EMNLP 2021 - Frustratingly Simple Pretraining Alternatives to Masked Language Modeling

Overview

Frustratingly Simple Pretraining Alternatives to Masked Language Modeling

This is the official implementation for "Frustratingly Simple Pretraining Alternatives to Masked Language Modeling" (EMNLP 2021).

Requirements

  • torch
  • transformers
  • datasets
  • scikit-learn
  • tensorflow
  • spacy

How to pre-train

1. Clone this repository

git clone https://github.com/gucci-j/light-transformer-emnlp2021.git

2. Install required packages

cd ./light-transformer-emnlp2021
pip install -r requirements.txt

requirements.txt is located just under light-transformer-emnlp2021.
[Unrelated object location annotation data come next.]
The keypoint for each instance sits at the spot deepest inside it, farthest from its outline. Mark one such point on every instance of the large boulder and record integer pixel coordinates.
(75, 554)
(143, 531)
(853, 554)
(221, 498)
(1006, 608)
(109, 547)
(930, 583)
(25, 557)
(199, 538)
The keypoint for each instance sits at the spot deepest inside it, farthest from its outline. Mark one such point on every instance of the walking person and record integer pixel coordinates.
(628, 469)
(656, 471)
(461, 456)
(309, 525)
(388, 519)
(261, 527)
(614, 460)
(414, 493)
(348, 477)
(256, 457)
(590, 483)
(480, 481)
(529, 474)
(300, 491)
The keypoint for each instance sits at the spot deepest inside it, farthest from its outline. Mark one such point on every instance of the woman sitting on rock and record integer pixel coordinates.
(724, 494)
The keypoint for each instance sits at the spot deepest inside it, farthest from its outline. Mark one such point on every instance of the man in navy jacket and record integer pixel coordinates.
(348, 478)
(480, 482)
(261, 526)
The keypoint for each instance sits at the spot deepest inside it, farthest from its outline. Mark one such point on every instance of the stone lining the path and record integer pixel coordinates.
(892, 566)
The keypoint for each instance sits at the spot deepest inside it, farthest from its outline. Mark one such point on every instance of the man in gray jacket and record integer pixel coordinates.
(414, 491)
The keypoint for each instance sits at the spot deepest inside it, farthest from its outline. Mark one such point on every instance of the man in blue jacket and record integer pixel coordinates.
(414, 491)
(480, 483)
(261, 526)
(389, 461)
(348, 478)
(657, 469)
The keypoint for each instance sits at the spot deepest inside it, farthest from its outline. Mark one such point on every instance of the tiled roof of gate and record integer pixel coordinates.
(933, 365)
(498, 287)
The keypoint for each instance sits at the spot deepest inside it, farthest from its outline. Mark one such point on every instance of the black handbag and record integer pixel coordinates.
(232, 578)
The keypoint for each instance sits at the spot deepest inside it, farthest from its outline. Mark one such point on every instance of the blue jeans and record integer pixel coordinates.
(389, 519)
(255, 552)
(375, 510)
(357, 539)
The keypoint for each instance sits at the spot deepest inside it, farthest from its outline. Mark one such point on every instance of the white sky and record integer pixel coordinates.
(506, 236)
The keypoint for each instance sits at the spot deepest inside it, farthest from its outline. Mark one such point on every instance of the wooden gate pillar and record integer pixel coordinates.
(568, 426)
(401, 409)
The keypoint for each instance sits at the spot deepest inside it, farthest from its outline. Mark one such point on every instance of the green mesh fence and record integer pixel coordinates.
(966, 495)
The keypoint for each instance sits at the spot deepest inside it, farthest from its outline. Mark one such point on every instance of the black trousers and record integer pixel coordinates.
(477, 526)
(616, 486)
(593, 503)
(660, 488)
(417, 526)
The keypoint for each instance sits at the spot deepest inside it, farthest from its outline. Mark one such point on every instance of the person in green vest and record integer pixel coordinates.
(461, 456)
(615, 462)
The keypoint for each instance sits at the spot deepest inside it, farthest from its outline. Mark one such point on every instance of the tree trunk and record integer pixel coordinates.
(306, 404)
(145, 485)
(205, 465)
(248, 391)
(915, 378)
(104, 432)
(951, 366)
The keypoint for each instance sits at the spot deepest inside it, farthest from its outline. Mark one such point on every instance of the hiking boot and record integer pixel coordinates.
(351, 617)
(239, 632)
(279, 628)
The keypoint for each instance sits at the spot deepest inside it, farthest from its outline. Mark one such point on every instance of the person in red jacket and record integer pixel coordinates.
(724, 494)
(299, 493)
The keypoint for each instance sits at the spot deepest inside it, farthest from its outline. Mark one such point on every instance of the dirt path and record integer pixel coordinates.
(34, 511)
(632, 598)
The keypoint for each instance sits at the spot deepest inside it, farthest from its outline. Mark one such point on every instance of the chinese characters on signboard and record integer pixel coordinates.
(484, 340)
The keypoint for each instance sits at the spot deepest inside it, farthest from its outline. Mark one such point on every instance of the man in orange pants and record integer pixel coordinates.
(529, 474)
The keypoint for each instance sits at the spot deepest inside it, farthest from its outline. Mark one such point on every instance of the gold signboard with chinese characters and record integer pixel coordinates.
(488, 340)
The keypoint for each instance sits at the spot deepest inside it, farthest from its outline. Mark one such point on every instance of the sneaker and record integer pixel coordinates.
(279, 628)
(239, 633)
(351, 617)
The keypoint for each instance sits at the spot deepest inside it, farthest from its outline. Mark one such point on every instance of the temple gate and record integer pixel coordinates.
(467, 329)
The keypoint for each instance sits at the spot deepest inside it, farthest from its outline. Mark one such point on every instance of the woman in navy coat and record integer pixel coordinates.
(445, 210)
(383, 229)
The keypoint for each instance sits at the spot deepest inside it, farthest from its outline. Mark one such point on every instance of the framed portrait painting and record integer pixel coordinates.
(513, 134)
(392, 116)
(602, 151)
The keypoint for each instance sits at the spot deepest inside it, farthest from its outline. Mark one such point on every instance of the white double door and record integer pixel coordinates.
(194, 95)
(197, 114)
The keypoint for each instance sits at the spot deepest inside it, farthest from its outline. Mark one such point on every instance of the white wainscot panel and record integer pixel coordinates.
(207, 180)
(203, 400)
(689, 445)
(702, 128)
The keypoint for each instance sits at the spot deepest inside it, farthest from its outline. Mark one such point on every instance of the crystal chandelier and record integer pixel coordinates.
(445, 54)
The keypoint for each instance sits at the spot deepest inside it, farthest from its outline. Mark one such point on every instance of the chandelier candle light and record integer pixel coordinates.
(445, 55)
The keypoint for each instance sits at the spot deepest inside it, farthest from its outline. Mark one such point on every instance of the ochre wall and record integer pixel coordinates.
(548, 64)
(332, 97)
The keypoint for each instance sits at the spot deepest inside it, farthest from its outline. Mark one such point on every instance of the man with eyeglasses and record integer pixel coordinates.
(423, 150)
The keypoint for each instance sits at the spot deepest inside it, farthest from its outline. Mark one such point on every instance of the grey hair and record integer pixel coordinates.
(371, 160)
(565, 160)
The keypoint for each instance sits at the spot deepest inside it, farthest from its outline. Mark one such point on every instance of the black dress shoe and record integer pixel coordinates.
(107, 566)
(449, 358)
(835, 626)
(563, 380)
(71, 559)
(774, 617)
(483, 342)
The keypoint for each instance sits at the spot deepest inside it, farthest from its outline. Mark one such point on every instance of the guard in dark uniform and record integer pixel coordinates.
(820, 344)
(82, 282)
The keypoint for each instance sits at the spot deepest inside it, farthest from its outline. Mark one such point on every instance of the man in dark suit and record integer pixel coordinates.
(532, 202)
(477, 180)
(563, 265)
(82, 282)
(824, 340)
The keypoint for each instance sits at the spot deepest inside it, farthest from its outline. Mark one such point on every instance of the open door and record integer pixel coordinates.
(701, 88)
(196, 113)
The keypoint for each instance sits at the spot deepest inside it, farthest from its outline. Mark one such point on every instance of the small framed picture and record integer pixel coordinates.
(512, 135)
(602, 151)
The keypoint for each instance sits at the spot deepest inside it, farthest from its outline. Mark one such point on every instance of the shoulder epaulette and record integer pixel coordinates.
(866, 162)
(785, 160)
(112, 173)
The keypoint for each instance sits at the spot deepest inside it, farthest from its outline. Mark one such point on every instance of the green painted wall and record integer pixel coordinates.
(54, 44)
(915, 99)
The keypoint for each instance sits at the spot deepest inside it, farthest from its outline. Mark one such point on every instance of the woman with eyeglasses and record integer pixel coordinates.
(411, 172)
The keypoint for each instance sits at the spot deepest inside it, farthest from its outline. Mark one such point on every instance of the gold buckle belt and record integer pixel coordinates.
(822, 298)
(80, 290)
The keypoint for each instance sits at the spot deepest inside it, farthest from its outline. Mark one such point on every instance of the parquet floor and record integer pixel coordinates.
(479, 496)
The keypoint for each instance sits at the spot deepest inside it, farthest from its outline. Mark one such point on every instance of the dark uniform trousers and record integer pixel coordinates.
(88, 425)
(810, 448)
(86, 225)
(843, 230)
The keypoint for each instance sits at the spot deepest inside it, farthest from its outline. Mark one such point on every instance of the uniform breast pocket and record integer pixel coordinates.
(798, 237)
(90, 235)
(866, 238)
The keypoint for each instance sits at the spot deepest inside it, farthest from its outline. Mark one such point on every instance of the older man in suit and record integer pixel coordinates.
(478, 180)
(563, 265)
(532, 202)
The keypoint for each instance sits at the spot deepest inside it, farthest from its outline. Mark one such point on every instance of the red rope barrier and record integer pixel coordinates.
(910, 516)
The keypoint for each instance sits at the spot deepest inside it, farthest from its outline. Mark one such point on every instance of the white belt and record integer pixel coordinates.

We also need spaCy's en_core_web_sm for preprocessing. If you have not installed this model, please run python -m spacy download en_core_web_sm.

3. Preprocess datasets

cd ./src/utils
python preprocess_roberta.py --path=/path/to/save/data/

You need to specify the following argument:

  • path: (str) Where to save the processed data?

4. Pre-training

You need to secify configs as command line arguments. Sample configs for pre-training MLM are shown as below. python pretrainer.py --help will display helper messages.

cd ../
python pretrainer.py \
--data_dir=/path/to/dataset/ \
--do_train \
--learning_rate=1e-4 \
--weight_decay=0.01 \
--adam_epsilon=1e-8 \
--max_grad_norm=1.0 \
--num_train_epochs=1 \
--warmup_steps=12774 \
--save_steps=12774 \
--seed=42 \
--per_device_train_batch_size=16 \
--logging_steps=100 \
--output_dir=/path/to/save/weights/ \
--overwrite_output_dir \
--logging_dir=/path/to/save/log/files/ \
--disable_tqdm=True \
--prediction_loss_only \
--fp16 \
--mlm_prob=0.15 \
--pretrain_model=RobertaForMaskedLM 
  • pretrain_model should be selected from:
    • RobertaForMaskedLM (MLM)
    • RobertaForShuffledWordClassification (Shuffle)
    • RobertaForRandomWordClassification (Random)
    • RobertaForShuffleRandomThreeWayClassification (Shuffle+Random)
    • RobertaForFourWayTokenTypeClassification (Token Type)
    • RobertaForFirstCharPrediction (First Char)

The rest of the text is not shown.